Больно мне было это письмо, очень больно.
Я отвечал ему грустно, сквозь затаенные слезы, я прощался с ним и просил его прекратить переписку.
Затем наступило между нами совершеннейшее молчание…
С Энгельсоном еще раз что-то оторвалось внутри, я становился еще беднее, еще разобщеннее, холод кругом, ничего близкого… иногда будто теплее протягивалась рука, какой-нибудь фанатик без пониманья, не разобравший сначала, что мы не одной религии, быстро подходил и так же быстро отворачивался. Впрочем, я и сам не искал большой близости с людьми; я привыкал к встречным и проходящим, к разным анонимам, от которых ничего не требовал и которым ничего не давал, кроме сигар, вина и иногда денег. Одно спасение было в работе, я писал «Былое и думы» и устроивал русскую типографию в Лондоне. (578)

VI

Прошел год. Типография была в полном ходу, ее заметили в Лондоне и боялись в России. Весною 1854 года я получил от Марьи Каспаровны небольшую рукопись. Догадаться было не трудно, что ее писал Энгельсон. Я тотчас напечатал ее.
Потом пришло от него письмо, в котором он просил окончить несчастную размолвку и соединиться на общее дело.
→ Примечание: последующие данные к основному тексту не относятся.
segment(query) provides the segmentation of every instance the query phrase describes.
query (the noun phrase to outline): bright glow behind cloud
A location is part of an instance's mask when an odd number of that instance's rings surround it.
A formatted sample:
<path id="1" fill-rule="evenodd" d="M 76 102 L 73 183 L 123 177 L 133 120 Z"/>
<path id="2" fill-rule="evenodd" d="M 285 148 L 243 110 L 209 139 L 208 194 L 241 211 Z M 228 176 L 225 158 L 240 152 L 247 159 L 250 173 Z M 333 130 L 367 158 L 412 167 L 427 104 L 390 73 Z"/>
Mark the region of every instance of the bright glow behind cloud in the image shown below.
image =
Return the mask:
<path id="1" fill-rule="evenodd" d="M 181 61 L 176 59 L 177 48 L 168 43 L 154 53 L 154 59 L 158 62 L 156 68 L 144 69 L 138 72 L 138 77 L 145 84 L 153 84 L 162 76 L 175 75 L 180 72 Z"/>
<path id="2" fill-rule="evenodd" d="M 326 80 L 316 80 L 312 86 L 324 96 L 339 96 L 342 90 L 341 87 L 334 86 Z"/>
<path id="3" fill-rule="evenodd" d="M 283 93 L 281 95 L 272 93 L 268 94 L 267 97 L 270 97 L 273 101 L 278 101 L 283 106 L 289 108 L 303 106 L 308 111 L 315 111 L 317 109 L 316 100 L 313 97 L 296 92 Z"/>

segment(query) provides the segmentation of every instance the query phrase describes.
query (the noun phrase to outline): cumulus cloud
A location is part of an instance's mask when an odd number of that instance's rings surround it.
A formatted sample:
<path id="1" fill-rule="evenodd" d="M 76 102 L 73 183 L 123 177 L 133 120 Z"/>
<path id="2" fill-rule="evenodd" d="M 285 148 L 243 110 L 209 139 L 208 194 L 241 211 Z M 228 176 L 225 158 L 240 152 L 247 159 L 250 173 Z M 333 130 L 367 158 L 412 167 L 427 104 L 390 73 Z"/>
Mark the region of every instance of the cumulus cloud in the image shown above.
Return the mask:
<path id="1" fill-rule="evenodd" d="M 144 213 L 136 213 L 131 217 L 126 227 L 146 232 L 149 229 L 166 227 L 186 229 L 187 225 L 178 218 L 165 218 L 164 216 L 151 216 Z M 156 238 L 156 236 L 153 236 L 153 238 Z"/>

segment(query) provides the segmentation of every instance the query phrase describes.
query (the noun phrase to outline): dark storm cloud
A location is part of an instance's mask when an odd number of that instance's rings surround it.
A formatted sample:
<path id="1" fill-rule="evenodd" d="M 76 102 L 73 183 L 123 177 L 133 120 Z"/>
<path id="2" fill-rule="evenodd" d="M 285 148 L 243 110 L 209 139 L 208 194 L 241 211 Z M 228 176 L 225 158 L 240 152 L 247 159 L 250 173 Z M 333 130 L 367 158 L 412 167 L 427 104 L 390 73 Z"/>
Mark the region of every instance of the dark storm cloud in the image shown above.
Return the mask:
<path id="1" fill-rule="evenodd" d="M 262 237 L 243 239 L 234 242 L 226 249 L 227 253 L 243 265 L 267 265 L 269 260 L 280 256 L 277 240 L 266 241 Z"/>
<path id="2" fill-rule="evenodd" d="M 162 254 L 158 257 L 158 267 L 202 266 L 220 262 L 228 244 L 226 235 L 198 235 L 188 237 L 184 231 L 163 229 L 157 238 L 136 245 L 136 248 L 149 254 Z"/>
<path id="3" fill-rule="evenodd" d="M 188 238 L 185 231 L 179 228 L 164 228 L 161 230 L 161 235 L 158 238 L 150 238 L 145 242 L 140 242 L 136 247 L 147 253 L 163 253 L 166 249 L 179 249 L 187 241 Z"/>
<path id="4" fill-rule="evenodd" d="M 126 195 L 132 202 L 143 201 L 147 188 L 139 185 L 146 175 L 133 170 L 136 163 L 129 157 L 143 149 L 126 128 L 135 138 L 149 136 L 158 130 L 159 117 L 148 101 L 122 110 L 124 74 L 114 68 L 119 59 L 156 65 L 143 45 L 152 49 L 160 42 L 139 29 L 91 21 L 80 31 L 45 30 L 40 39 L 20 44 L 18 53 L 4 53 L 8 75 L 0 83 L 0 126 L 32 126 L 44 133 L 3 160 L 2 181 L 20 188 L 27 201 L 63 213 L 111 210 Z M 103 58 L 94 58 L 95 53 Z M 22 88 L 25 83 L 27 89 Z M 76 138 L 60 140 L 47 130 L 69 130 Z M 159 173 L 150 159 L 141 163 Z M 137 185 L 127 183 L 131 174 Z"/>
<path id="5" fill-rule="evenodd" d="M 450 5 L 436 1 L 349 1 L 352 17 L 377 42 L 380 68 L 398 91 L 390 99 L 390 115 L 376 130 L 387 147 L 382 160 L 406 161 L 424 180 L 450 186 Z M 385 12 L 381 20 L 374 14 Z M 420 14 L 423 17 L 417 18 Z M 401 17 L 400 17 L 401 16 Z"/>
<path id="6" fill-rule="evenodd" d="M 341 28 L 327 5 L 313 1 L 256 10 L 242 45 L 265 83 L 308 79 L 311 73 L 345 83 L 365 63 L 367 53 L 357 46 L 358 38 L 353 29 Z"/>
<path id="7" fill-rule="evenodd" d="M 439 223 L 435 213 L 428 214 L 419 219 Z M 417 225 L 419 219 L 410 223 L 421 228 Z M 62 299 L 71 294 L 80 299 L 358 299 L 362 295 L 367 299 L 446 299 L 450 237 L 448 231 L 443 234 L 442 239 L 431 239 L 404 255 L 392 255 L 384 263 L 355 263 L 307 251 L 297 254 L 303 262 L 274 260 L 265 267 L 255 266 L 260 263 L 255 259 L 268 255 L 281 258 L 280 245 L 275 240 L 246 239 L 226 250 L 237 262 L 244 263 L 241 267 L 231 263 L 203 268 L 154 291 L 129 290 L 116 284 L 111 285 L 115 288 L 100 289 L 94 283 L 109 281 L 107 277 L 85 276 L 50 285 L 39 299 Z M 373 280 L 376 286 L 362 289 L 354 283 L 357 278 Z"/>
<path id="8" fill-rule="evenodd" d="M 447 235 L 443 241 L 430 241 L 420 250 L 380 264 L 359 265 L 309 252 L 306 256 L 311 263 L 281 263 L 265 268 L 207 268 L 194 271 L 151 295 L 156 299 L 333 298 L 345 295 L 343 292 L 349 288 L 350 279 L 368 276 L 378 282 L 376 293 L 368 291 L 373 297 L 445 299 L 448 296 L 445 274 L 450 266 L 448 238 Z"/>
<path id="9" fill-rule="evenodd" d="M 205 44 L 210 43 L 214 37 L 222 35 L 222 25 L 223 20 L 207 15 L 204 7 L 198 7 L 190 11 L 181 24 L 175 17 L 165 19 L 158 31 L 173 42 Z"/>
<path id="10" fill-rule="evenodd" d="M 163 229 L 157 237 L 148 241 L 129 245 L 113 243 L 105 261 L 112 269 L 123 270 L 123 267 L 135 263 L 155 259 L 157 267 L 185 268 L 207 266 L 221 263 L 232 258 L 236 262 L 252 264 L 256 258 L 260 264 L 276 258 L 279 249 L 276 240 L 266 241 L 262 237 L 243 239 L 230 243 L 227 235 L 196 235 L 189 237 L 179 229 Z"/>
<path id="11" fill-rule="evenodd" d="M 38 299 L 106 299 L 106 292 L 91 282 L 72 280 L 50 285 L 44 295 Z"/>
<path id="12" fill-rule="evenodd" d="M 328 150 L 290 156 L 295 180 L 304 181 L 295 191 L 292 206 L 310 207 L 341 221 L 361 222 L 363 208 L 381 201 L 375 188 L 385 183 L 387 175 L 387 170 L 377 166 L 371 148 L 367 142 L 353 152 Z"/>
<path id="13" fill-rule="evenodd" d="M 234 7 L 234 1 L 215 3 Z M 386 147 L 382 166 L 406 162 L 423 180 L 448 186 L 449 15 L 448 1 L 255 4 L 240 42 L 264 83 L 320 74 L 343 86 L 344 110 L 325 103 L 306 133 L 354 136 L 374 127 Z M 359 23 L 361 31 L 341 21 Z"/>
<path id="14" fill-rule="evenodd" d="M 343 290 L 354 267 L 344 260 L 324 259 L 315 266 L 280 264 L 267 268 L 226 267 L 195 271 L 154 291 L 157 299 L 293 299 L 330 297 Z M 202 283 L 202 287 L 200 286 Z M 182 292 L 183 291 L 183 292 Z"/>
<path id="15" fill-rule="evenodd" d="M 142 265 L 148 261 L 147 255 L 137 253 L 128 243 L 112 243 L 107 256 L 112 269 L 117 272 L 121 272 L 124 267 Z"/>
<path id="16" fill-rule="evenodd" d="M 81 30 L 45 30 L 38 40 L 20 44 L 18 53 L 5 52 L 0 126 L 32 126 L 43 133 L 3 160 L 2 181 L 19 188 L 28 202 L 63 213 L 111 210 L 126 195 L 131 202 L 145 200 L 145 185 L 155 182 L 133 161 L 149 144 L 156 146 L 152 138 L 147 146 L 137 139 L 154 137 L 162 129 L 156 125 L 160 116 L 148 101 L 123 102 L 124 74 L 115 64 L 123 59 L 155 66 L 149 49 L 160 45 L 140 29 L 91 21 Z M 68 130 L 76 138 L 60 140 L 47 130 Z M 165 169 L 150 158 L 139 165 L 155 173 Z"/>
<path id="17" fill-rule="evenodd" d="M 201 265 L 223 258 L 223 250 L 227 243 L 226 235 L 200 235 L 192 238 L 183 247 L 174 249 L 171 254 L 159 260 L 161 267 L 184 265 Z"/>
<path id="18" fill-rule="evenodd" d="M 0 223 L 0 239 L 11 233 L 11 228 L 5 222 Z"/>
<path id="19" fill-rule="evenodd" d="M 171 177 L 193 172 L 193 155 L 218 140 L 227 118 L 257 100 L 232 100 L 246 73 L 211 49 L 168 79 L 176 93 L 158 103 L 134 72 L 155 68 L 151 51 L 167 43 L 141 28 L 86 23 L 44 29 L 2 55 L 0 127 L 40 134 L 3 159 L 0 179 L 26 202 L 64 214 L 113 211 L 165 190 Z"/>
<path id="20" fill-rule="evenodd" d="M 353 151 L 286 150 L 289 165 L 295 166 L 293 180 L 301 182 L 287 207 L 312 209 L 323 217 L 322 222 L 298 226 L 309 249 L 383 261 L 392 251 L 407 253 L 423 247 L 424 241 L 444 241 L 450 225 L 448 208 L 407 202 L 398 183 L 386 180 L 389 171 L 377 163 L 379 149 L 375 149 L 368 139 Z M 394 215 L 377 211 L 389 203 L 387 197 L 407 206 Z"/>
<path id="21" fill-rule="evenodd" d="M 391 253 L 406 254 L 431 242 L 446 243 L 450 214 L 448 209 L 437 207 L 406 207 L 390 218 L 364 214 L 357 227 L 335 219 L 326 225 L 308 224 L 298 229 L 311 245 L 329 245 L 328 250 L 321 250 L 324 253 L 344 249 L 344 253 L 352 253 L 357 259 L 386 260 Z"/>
Разумеется, я ему протянул обе руки. Вместо ответа он явился сам в Лондон на несколько дней и остановился у меня. Рыдая и смеясь, просил он забвения прошлого… осыпал меня словами дружбы и снова схватил мою руку и прижал ее к своим губам. Я обнял его, глубоко тронутый и в твердой уверенности, что ссора не возобновится.
Но уже через несколько дней показались облака, мало предвещавшие хорошего. Оттенок фатализма, бонапартизма, который проглядывал в его письмах из Женевы, — вырос. Из ненависти к Николаю и хористам французской революции 1848 года он переходил arme et bagage в враждебный стан. Мы поспорили, он был упорен. Зная, как он бросается в крайности и как быстро возвращается, я ждал отлива, но его не было.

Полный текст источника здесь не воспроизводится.